If you, dear U.S. reader, are looking to purchase a Galaxy Note10 or Note10+, but don’t want to be beholden to your carrier for a device payment contract or even to the power of Qualcomm processing, you’ll likely be dredging the gray market for your Samsung phablet. Well, reputable eBay seller never-msrp will be happy to sell you a Note intended for Asian or European markets right now, and at a good discount, too. Just beware of the small details.
If you don’t already know about what the Galaxy Note10 has in store for you, read our hands-on impressions. Also, read what the major shops and carriers are doing today to launch the phone while you’re at it.
Now we’re talking about next-level details here: Samsung equips its phones with either its own Exynos 9825 chipset (with processors, modem, other embedded components) or a Qualcomm Snapdragon 855. Typically, places such as North America and China received Snapdragon units while Europe and South Asia got the Exynos phones. Each version has its own quirks in terms of cellular network compatibility and performance.
In the case of never-msrp, a longtime eBay-based smartphone reseller, we’re dealing with two regional variants: the N9700 or N9750, which indicates a Note10 or Note10+, respectively, with a Snapdragon chipset intended for China, and; N970F or N975F, Exynos units originally destined for Europe. They have instead been diverted to the U.S. and are now being sold at discounts of at least $120 off MSRP.
Here’s a list of links and price comparisons:
- 256GB Snapdragon Note10: $820 ($130 off)
- 256GB Exynos Note10: $830 ($120 off)
- 256GB Snapdragon Note10+: $950 ($150 off)
- 256GB Exynos Note10+: $975 ($125 off)
- 512GB Snapdragon Note10+: $1,075 ($125 off)
- 512GB Exynos Note10+: $1,075 ($125 off)
Before you make the jump, there are some things to keep in mind:
- These phones are not covered by a Samsung U.S. warranty. If you end up not happy with your purchase, you might want to take advantage of never-msrp’s free 30-day return period.

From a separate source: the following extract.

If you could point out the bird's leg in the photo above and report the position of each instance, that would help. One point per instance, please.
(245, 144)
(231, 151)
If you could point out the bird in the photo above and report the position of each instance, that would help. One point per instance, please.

- Another thing is that even with the regional radio differences, you’ll likely be able to use your phone satisfactorily on AT&T, T-Mobile, and perhaps Verizon — according to Techwalls, both Exynos and Snapdragon models support LTE Bands 2, 4, and 5, while the Snapdragon version goes further with Bands 12 and 13.
- Lastly, if you have the audacity to do so, you can put in two SIM cards on any of these devices.
Your use cases may be limited by the imported nature of these phones, but stocks are also limited. Good luck, you retail adventurer.